Sans oublier le début des travaux d’excavation du projet de la ligne bleue du métro et le projet éolien Apuiat, près de Sept-Iles, d’une valeur de 600 millions de dollars. « Des entrepreneurs qui travaillent dans le commercial vont se recycler dans l’institutionnel, ce qui va créer plus de concurrence dans ce secteur d’activité », prévoit le président de l’AEÉCQ.

 

Encore un manque de main-d’oeuvre

En plus de la hausse des taux d’intérêt, la pénurie de main-d’oeuvre risque de mettre des bâtons dans les roues des entrepreneurs en 2023. L’an dernier, la construction faisait partie des secteurs les plus touchés par le manque de travailleurs et cela ne risque pas de changer cette année. « Le problème pour les entrepreneurs sera d’avoir suffisamment de main-d’oeuvre pour respecter leurs engagements auprès de leurs clients », souligne Patrick Vallerand.

 

Comme les métiers de la construction sont exigeants physiquement, ce secteur a un important roulement d’employés et doit constamment renouveler sa main-d’oeuvre, ajoute-t-il. De plus, le départ à la retraite des baby-boomers risque de compliquer la tâche des entreprises. Par ailleurs, celles-ci peuvent se réjouir puisque le prix des matériaux qui ont explosé depuis la pandémie se sont stabilisés, note le président de l’AEÉCQ. Toutefois, ils pourraient connaitre une hausse cette année, notamment avec la demande importante dans le secteur institutionnel.

 

Si l’incertitude persiste quant aux prix des matériaux, une chose est certaine : les primes d’assurance augmenteront pour les entrepreneurs. « Les compagnies d’assurance sont en train d’évaluer le risque, par exemple, des catastrophes causées par les changements climatiques.

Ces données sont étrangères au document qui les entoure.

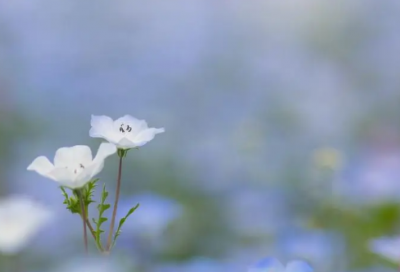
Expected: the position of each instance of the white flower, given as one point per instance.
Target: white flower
(273, 265)
(73, 166)
(125, 132)
(91, 265)
(387, 247)
(20, 219)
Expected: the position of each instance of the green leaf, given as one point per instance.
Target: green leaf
(122, 221)
(102, 207)
(72, 202)
(88, 191)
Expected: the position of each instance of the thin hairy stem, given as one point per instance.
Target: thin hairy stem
(114, 214)
(84, 221)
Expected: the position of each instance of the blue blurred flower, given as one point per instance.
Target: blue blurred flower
(273, 265)
(152, 217)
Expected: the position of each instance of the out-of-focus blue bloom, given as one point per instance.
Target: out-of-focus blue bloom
(321, 247)
(198, 264)
(273, 265)
(91, 265)
(152, 217)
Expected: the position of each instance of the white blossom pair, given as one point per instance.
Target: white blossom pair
(20, 220)
(74, 166)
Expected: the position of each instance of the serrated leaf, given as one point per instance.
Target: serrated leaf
(122, 221)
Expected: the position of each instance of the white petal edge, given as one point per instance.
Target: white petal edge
(105, 150)
(82, 153)
(62, 176)
(147, 135)
(125, 143)
(101, 126)
(41, 165)
(298, 266)
(64, 157)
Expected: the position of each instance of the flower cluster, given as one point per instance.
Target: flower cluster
(75, 168)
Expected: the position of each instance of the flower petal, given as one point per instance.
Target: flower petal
(136, 124)
(298, 266)
(125, 143)
(82, 154)
(105, 150)
(64, 157)
(387, 247)
(41, 165)
(147, 135)
(103, 127)
(63, 176)
(268, 265)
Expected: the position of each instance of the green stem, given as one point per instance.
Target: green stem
(84, 219)
(114, 214)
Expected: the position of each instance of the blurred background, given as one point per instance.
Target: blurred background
(282, 126)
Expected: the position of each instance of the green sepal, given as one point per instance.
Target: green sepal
(102, 207)
(72, 202)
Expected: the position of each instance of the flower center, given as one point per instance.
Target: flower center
(77, 169)
(125, 128)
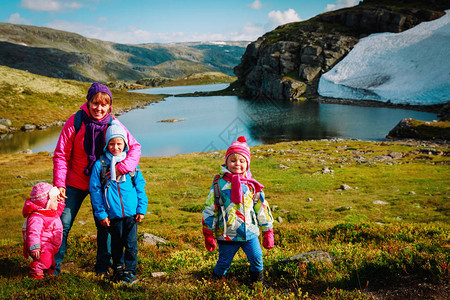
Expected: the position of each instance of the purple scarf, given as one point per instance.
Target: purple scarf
(93, 139)
(236, 189)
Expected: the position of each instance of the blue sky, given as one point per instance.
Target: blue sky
(165, 21)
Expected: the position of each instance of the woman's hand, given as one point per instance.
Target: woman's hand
(35, 254)
(139, 218)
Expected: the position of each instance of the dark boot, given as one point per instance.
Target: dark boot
(118, 273)
(257, 277)
(216, 277)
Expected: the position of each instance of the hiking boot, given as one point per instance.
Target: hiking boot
(258, 277)
(36, 276)
(118, 273)
(103, 275)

Ces événements ont des conséquences sur les compagnies d’assurance, qui veulent hausser leurs primes pour rester rentables », explique Patrick Vallerand.

 

Et pour 2024 ?

L’année 2023 s’annonce donc difficile dans les secteurs résidentiel et commercial et prometteuse dans le secteur institutionnel. Mais que nous réserve l’année suivante ? La CCQ et l’AEÉCQ n’osent pas trop se mouiller. Toutefois, il semble que le secteur résidentiel reprendra de la vigueur lorsque les taux d’intérêt se seront stabilisés. En effet, notait la CCQ dans son rapport annuel, le ralentissement dans le secteur résidentiel pourrait n’être que de courte durée, car les besoins sont très importants en matière d’habitation. « Le nombre de logements nouvellement construits est à son plus faible niveau depuis les 15 dernières années, et la reprise de l’immigration mettra également de la pression sur le secteur », indiquait l’organisme à la fin de 2022.